Gardaí praised for work in capturing rapist

THE gardaí who investigated the brutal rape of a 75-year-old widow were yesterday praised for their work in capturing and securing the conviction of Joseph Cummins.

Gardaí praised for work in capturing rapist

At the Central Criminal Court, sitting in Limerick, the most senior criminal judge in the country, Mr Justice Paul Carney, ordered 20-year-old Cummins of St Joseph’s Park, Nenagh, to be placed on the sex offenders’ list.

Mr Justice Carney said: “I don’t normally make observations on police investigations, but the gardaí in Nenagh involved in this case cracked it immediately with classic police observation work by Garda Paul O’Driscoll.”

He also singled out Superintendent Catherine Keogh who came back from holiday immediately on hearing of the rape.

Her leadership in the case, said Mr Justice Carney, led to an immediate solution to this appalling outrage.

Garda O’Driscoll was the first person to take a statement from the victim on arriving at her house.

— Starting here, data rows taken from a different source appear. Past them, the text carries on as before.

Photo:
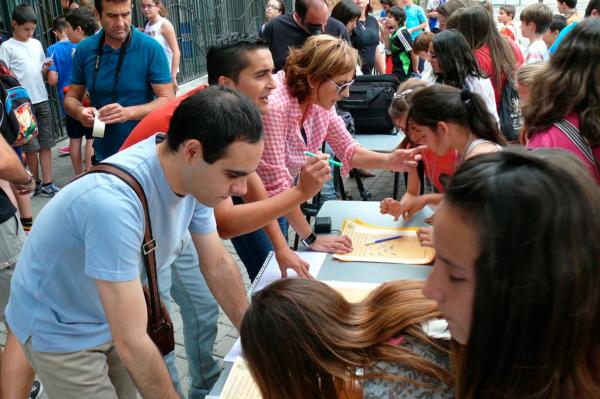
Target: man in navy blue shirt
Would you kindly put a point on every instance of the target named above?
(291, 30)
(125, 72)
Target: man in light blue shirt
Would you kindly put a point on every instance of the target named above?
(76, 291)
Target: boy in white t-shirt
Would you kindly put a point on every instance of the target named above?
(535, 21)
(24, 55)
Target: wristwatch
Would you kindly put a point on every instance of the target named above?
(308, 241)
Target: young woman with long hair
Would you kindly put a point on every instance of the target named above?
(517, 275)
(446, 119)
(302, 116)
(498, 56)
(434, 166)
(566, 113)
(160, 28)
(303, 340)
(453, 64)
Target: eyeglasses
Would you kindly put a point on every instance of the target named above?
(272, 7)
(343, 87)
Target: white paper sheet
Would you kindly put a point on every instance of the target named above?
(272, 273)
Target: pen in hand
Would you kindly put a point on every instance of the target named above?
(331, 161)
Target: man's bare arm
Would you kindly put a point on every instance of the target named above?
(125, 310)
(222, 276)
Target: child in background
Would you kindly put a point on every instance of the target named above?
(558, 24)
(80, 23)
(569, 10)
(535, 21)
(59, 72)
(405, 62)
(435, 166)
(421, 46)
(447, 119)
(24, 55)
(432, 14)
(506, 14)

When she began to tell about the blue and white shirt her attacker wore along with brown trousers and brown boots, Garda O’Driscoll told the trial this rang a bell with him.

The previous day after he went off duty for a meal break at about 6.15pm while in his private car, he saw Cummins, a man he knew well.

Cummins walked across the street in front of his car which had to stop to let him cross.

The jury could not be told that Garda O’Driscoll, along with every other garda in Nenagh, knew Cummins well as he had a long history of crime going back to when he was 14 and for which he had amassed 60 convictions.

He passed on his suspicions to Supt Keogh and the next day Cummins was arrested in a shed near his home and his home was searched.

While the victim gave a good description of the clothes her attacker wore, she was unable to pick him out in an identity parade.

But the investigation got a huge break when DNA samples taken from Cummins’ blue and white shirt and his underpants came up with a match.

Body fluids found inside the front part of the underpants and the front of his shirt matched the DNA profiles of both Cummins and his victim.

The chances of these coming from another person were 600 million to one and one billion to one, DNA expert, Dr Dorothy Ramsbottom, told the trial.

Cummins, even at the young age of 20, was well aware of his rights and kept his mouth shut during garda questioning.

But DNA put him in bodily contact with his victim.

The trial spent a day in legal argument in the absence of the jury.

Tony O’Leary, SC for the defence, submitted that a search of the home of the accused was not legally carried out due to a defect in the search warrant.

The submission was not allowed by Judge Carney.